I decided to drop my preconceived notions and examine contemporary pop with an open mind. What I found is that, despite my initial aversion to the stuff I was hearing, I was unable to truly categorize this as “bad music” without first defining a set of arbitrary, culturally-defined criteria... As a relentless devil’s advocate, I then found that by simply altering the context of such songs, I could find quite a bit of artistic merit inside of them.

Artistic merit indeed. I never thought I’d find myself recommending a Wham! song, but check out PJ’s vintage jazz version of the 1984 hit “Careless Whisper,” with pop-up saxophonist Dave Koz having almost too much fun.

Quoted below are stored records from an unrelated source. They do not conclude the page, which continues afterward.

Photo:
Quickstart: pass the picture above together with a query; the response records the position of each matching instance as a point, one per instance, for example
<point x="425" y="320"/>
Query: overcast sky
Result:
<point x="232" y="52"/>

The song’s outstanding instrumental break features not only a nod to Dave Brubeck’s “Take 5” but also a brilliantly surprising bar or two of The Police’s “Message in a Bottle.”

I’m no Miley Cyrus fan and don’t even especially like doo-wop, but I could listen all day long to Postmodern Jukebox’s version of Miley’s hit “We Can’t Stop,” featuring a couple of members of The Tee-Tones on backup vocals. In fact, I’ve contributed to probably dozens of the YouTube video’s 8+ million hits. Another song PJ performs better than the original artist is Lorde’s “Royals” (6+ million YouTube hits), featuring the almost operatically powerful presence of Puddles the clown on lead vocals.

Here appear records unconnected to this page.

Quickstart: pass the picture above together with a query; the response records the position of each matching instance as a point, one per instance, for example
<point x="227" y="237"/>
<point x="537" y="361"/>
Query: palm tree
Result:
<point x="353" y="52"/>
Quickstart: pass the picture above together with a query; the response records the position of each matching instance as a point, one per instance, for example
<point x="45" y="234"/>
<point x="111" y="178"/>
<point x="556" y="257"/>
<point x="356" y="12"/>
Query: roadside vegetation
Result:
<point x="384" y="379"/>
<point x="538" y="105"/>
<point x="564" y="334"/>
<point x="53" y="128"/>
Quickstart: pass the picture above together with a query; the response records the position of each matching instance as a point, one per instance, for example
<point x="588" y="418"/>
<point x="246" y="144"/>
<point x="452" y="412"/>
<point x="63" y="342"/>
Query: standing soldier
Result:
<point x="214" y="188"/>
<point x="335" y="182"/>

Other creative PJ takes on pop hits include: a bluegrass barn dance version of Robin Thicke’s “Blurred Lines”; a 1940’s swing version of Justin Bieber/Nicki Minaj’s “Beauty and a Beat”; an acoustic-electro-swing-hiphop “God Rest Ye Merry Gentlemen”; a ‘40s jazz cover of Lady Gaga’s “Just Dance” featuring a tapdance break; a mariachi-style take on Avicii’s “Wake Me Up”; and an Irish tenor cover of Daft Punk’s “Get Lucky” – all filmed live against stark white walls in the corner of Bradlee’s living room for their YouTube videos. (All of the above – except “Careless Whisper” and “God Rest Ye Merry Gentlemen” – and ten more cover songs are collected in Twist is the New Twerk.)

The creative arrangements are driven by Bradlee’s rollicking and rhythmic piano style. The musicianship is tight, flawless, and never grandstanding, including the pure vocals – a welcome relief from the showy contemporary singing style of which it could be said, like Mozart in Amadeus, that “there are simply too many notes.” A special shout-out to drummer Allan Mednard, whose subtlety and precision are a joy to watch – or would be except that you can’t take your eyes off singer Robyn Adele Anderson. Her classic vocal style never overwhelms the song and her merest wink and flick of the hip is loaded with more potent sexuality than the twerking and tongue-wagging Miley Cyrus could ever aspire to.

For anyone who has written off today’s pop music as lowbrow, uncreative, and devoid of real musicianship – as Scott Bradlee himself once did – give him and Postmodern Jukebox a spin.